Les composés agissent en « découplant » doucement les mitochondries, les centrales électriques de la cellule, les incitant à utiliser plus d'énergie. Les anciens médicaments qui tentaient ce mécanisme ont été interdits en raison de leur toxicité, mais les nouveaux composés sont conçus pour affiner le processus, augmentant la consommation de carburant sans nuire aux cellules. « Nous avons tiré une leçon du passé », a déclaré le Dr Anya Sharma, chercheuse principale du projet. « Notre objectif était de créer une molécule capable d'augmenter en toute sécurité et efficacement la dépense énergétique au niveau cellulaire. »

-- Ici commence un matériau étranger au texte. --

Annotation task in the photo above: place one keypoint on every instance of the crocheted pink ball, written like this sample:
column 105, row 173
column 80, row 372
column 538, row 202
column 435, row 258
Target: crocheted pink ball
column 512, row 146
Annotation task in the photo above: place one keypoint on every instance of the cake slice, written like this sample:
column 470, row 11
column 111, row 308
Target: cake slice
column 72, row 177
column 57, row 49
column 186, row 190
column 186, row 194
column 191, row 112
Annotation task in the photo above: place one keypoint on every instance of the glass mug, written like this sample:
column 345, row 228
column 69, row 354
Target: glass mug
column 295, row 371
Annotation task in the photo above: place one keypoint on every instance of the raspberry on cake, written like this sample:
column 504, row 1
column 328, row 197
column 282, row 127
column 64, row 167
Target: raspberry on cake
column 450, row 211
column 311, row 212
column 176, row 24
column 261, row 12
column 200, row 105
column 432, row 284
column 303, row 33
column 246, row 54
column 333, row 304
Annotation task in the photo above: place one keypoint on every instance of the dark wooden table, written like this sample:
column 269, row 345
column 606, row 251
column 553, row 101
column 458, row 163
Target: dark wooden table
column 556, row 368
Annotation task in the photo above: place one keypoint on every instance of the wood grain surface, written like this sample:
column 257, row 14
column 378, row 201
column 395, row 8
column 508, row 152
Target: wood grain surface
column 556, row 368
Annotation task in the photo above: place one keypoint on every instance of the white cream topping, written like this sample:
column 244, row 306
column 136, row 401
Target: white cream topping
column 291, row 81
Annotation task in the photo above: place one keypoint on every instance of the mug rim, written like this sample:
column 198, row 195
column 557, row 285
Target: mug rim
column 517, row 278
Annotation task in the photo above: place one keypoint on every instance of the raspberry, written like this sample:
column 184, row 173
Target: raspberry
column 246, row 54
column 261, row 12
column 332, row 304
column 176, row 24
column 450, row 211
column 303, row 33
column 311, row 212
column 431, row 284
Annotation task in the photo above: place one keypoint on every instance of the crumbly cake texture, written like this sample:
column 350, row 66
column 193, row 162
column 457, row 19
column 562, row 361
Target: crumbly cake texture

Le découplage mitochondrial fait référence à un processus où le flux de protons à travers la membrane mitochondriale interne est partiellement perturbé. Cela oblige les mitochondries à travailler plus fort, brûlant plus de carburant pour maintenir l'approvisionnement énergétique de la cellule. La principale différence avec ces nouveaux composés est leur effet ciblé et contrôlé, minimisant le risque de surchauffe ou d'endommagement de la cellule.
L'impact potentiel sur l'industrie pharmaceutique pourrait être important. Les traitements contre l'obésité représentent un marché de plusieurs milliards de dollars, et un médicament plus sûr et plus efficace pourrait en capter une part importante. Plusieurs sociétés pharmaceutiques ont déjà manifesté leur intérêt pour l'acquisition de la licence de cette technologie, selon des sources universitaires.
Les composés expérimentaux sont actuellement en phase d'essais précliniques. Les chercheurs mènent des études sur des animaux pour évaluer leur innocuité et leur efficacité à long terme. Si ces essais sont concluants, des essais cliniques sur l'homme pourraient commencer dans les deux prochaines années. « Nous sommes optimistes quant au potentiel de ces composés », a déclaré le Dr Sharma. « En cas de succès, cela pourrait ouvrir la voie à de nouveaux traitements contre l'obésité avec des avantages supplémentaires pour la santé, tels qu'une amélioration du métabolisme du glucose et de la fonction cardiovasculaire. »
La recherche a été financée par une subvention du Conseil national de la santé et de la recherche médicale. L'université a déposé des brevets sur les nouveaux composés et recherche activement des partenariats pour développer et commercialiser davantage cette technologie.